Is it live or is it Memorex?

You remember the old advertising slogan for Memorex audiotape, which, in the age of lossless compression and 44.1k digital streaming, seems rather quaint.

Today, I'm going to try a little experiment to see whether you can differentiate me from artificial intelligence.

I already know what you're thinking: Artificial intelligence is preferable to this half-wit any day.

I've read all sorts of things about ChatGPT, the latest and greatest in the world of the humanlike computer interface, and reporters' creepy conversations with it.

That's not what this is about.

While I'm becoming increasingly concerned the movie "Terminator" is an actual historic retelling of the takeover of artificial intelligence in the near future, I'm more concerned that kids will be using ChatGPT to fake their way through school by having ChatGPT generate essays on any topic they wish in a matter of seconds, which would make a mockery of the education system and produce a generation of adults too stupid to know when they've been co-opted by computers.

Oops, my Robert Heinlein is showing.

I have monkeyed with this thing for about an hour, and it's a lot like playing with a Ouija board. I'm not itching to get my palm read or phone a psychic, in part because I like surprises, in part because I'm a cheapskate and in part because I don't believe in that sort of thing. But I'm still a bit queasy not knowing exactly how a person or a piece of plastic moving across a game board seems to know something about me.

That said, I selected a topic I've addressed just once in eight years - gerunds - and wrote a short column item on it. Then I asked ChatGPT to write a funny column for grammar nerds about gerunds.

I'll give you both versions, and you tell me which was mine.

Example A

Today, I want to talk about gerunds. You know, those words that end in -ing and can function as a noun? Yeah, those guys.

Now, some people might find gerunds to be a bit boring or confusing, but I'm here to tell you that they can be hilarious if you give them a chance.

For example, have you ever heard the joke about the gerund who couldn't stop partying? He was always verb-ing! OK, OK, I know that was a bit cheesy, but come on, it's a gerund joke!

And how about this one: Why did the gerund break up with the infinitive? Because he was always "verb-ing" on her nerves! Get it? Because "verbing" sounds like "irritating"? But in all seriousness, gerunds are pretty cool. They can act as the subject or object of a sentence, or even as the object of a preposition. And they can be used in all sorts of ways, like in the sentence "I love swimming in the ocean" or "She enjoys reading books by the fire."

So the next time you come across a gerund, don't be afraid to embrace its humorous side. Maybe even try to come up with your own gerund jokes. Who knows, you might just make your English teacher chuckle.

Example B

When is a noun a verb?

When it's a gerund.

OK, that probably requires some elaboration.

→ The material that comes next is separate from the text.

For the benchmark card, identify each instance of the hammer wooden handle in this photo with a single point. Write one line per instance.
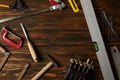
(32, 51)
(42, 71)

One sinks or swims (a verb), but the activity of "swimming" is a noun. And that's what we mean by a gerund.

My favorite activities are gerunds: eating, writing, joking, golfing, reading, listening, hiking, watching, eating, sleeping and eating.

But then all of my activities are gerunds. My least favorite activities - shivering, worrying, gardening, wiping up cat vomit, shopping on Saturdays at Costco and gardening - also are gerunds.

Gerunds can be the subject of a sentence, but they can also be the object or the object of prepositions.

They're wonderfully versatile, and we use them all of the time. It's a wonder then when you ask your average Joe what a gerund is, the No. 1 answer beyond an exaggerated shrug is: "swimming"?

Challenge

It's up to you, dear reader. Tell me whether you think ChatGPT wrote Example A or B and explain why.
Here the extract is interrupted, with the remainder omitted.